Whether it’s a single, targeted campaign or a comprehensive program, you need to plant a strong foundation of content that attracts prospects at every stage of the buyer’s journey, seeding awareness and nurturing ongoing interest.
Thrillers are the rock stars
Every garden needs a focal point, something big and bold with enough sex appeal to catch the eye and inspire further discovery.
Original thought leadership
In your content garden, a thriller could be based on original or third-party research, providing thought leadership and unique insights for your audience. For example, you might conduct a survey of industry peers or analyze other proprietary data and analyze the data, providing your own expert perspective about the implications.
You can then propagate the research in multiple ways, slicing and dicing the data for different industries, geographical areas, functional roles, and other segments, or packaging it into different content types and formats.
The Edelman Trust Barometer, which has tracked attitudes about trust in business, government, and the media every year since 2000, is a well-known example. The global PR firm releases its key findings each January ahead of the World Economic Forum in Davos, Switzerland, keeping journalists and other influential audiences buzzing long after the report comes out.
Live events
Live events provide another opportunity to create thriller content. In addition to content produced as part of the event itself, such as live streams and recordings of keynote presentations, there are myriad opportunities to expand on what happens on stage.
But you don’t have to spend hundreds of thousands of dollars on a global research study or host a live event to produce thriller-worthy content.
Other ‘thriller’ assets
Tap into anonymized customer data or other proprietary data you already have to establish benchmarks that others can learn from. (Example: Metadata.io’s Paid Social Benchmark Report)
Write a book that showcases your company’s expertise and approach. (Example: 3Pillar Global’s The Product Mindset)

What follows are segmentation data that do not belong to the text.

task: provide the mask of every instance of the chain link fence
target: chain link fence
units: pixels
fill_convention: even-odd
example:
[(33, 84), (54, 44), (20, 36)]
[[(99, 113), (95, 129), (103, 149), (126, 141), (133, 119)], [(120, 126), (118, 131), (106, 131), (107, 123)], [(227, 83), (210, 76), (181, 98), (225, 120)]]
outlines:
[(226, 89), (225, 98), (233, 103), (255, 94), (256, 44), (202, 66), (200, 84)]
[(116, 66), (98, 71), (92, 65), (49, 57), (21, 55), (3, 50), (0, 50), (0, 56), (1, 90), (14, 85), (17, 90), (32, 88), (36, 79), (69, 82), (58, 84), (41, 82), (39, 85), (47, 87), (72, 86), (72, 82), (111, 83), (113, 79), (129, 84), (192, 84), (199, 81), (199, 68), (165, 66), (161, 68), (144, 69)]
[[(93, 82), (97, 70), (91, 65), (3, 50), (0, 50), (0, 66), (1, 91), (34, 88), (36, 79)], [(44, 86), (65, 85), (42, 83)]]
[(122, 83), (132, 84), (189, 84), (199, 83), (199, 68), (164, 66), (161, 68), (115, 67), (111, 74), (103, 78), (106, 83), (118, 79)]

Gather insights and advice from your own subject matter experts to create a best practices guide. (Example: RGP’s Cloud ERP guides)
Although thrillers have the power to stand alone, your thought leadership content should always connect to other assets and/or activities. If thoughtfully framed, research and event themes will be relevant to your customer’s business challenges, and the insights you share will align to your brand value or solutions.

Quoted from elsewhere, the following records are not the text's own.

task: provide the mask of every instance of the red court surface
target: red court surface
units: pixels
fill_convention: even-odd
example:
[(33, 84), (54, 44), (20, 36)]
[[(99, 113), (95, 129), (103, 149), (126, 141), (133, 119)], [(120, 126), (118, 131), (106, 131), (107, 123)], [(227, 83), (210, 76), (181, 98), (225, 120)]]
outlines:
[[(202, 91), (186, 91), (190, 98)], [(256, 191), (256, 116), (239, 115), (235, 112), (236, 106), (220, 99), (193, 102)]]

Fillers are the workhorses
They may not command center stage, but fillers are essential elements that build on the featured attraction, connecting it to the rest of the garden and holding attention over time.
Every B2B content collection needs a foundation of content that covers industry trends and best practices, customer stories, product and service information, and practical resources your audience can use whether they buy from you or not. For example, Datarails, which provides financial planning and analysis software for companies that rely on Microsoft Excel, offers free Excel templates.
When choosing the best content for your B2B customer’s journey, form is less important than function. Whether it’s in a white paper, webinar, video or blog post, your content should answer the questions your audience has at each stage of their journey.
Like thrillers, your fillers must connect your audience to the part of the story they’re ready to hear next. Provide readers or viewers with their best next step or steps:
Ready to commit: how to buy or how to get in touch with sales
Need more information: thought leadership, best practices, features and benefits
Need more confidence: customer testimonial, analyst recommendation or other validation
Spillers are the social butterflies
You can plan all you want, but serendipity has its place — and so do spillers. These are the groundcovers, vines and creepers that enthusiastically flop over edges, reaching tendrils over, under and around to weave a cohesive tapestry — or share with the garden next door.
For the B2B content marketer, spillers are the compelling tidbits that people want to pass along to colleagues, social networks — or even their boss. Spill-worthy content could be an entertaining video, a practical checklist, an interesting infographic or a newsworthy tweet — anything that can be easily snipped and shared.
Whether you’re designing a garden or a B2B content marketing plan, it’s important to focus on your goals and audience. It’s easy to get distracted by bright colors and flashy flowers that don’t really hold their own or hold up over time. So choose carefully. Make sure every asset either thrills, fills or spills. And don’t be afraid to yank out the pieces that fail to thrive.